I think for me, seeing my friends run such amazing campaigns with what I had built up in my head to be inferior gaming software really got to me, and still does. No fault of LWD or RW, but I also have an added problem of having built my campaign premise around a function that does not even exist yet in RW(topic reveal by individual player), unbeknownst to me at the time of getting into this. So, scrap the campaign I've been working on, and run something simpler, or try to find a work around that keeps the same premise are two options. The former is not appealing to me, and if I did I would likely resort to just using roll20 so that I at least had the tabletop element built in, and well, the latter is where I run into people telling me that my feature request has already been mentioned, thanks, we're getting to it... in a few years. Of course that is not to say that there may not be other workarounds, but compared to what people grow accustomed to in terms of updates from larger companies, the pace of LWD updates requires a bit of getting used to.

Nevertheless, I am still building my campaign setting in RW in the belief that I will get some amazing play out of this tool. I have no doubt that once I have a critical mass of data entered, even without the feature that I need in order to play a particular game, I will find it within myself to let that desire go, as many have suggested I do, and find one of the many many other ways to enjoy RW. Ultimately though, that would be another big compromise, and by that point may well be accompanied by regret.

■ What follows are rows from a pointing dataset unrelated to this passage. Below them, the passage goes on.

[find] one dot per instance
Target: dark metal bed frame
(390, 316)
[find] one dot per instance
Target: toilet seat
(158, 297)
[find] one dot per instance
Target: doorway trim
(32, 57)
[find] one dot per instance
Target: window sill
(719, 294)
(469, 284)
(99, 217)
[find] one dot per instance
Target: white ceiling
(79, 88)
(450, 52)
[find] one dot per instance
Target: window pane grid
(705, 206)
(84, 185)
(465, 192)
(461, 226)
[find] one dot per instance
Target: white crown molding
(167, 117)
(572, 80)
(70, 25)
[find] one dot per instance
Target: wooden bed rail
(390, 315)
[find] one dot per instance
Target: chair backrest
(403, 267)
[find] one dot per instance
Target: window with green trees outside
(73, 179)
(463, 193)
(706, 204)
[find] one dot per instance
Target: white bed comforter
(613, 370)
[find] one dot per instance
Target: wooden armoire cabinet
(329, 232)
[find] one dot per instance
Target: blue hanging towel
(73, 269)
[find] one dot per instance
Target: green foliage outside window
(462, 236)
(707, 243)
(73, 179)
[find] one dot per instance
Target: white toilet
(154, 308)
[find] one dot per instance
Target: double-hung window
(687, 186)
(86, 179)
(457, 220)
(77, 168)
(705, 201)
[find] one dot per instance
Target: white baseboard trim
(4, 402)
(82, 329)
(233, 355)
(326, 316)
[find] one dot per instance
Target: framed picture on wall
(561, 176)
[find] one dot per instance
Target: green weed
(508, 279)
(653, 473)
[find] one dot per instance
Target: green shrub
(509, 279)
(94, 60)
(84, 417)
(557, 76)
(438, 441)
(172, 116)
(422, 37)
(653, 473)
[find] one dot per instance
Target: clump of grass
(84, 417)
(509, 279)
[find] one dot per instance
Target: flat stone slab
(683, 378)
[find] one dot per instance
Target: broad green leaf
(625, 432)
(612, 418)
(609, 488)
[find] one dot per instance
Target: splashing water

I appreciate that RW is still in development, I think most people here do. But everyone has different patience thresholds and tolerances for compromise. On top of that, everyone will express those varying opinions in further varying ways. Although there are forums where there are trolls just 'whinging' about anything and everything devs do or dont do, and those places are usually quite toxic with a terrible signal/noise ratio, the contrary, where people have forced happiness and get flamed for any perceived criticism by zealously apologetic users is no less welcoming.

People have the same right to criticize as they do to compliment, particularly if they have paid for a product. Criticism need not be the negative thing that many make it out to be. I for one have seen Rob take constructive, and subjectively nonconstructive criticism both equally calmly and objectively. Its as if he were a grown adult trained in PR with a stake in what he does. Unfortunately not all forum members will react to each other with such pragmatic objectivity, in fact many invest themselves emotionally and subjectivize criticism against something they believe in. This is a big barrier to letting all be heard in a civilized and respectful way. If people really want to help the company or the product and invest time into defending them online, then at least familiarize yourself with how customer criticism can work in a market environment; criticism can be opportunity, just receiving it is market intelligence. There are companies that will pay their customers to 'give feedback' aka criticize them.

If you find yourself thinking that someone else is being negative or 'criticising' and you find yourself wanting to get angry at them for that, just chill out, take a step back, think to yourself that there could be any number of reasons why they sound that way, from language differences, to having been through different experiences. Put your 'constructive lens' glasses on, and just filter out what you don't like and take the good because censuring doesn't help anyone.

Also, apologies for wall of text, lol.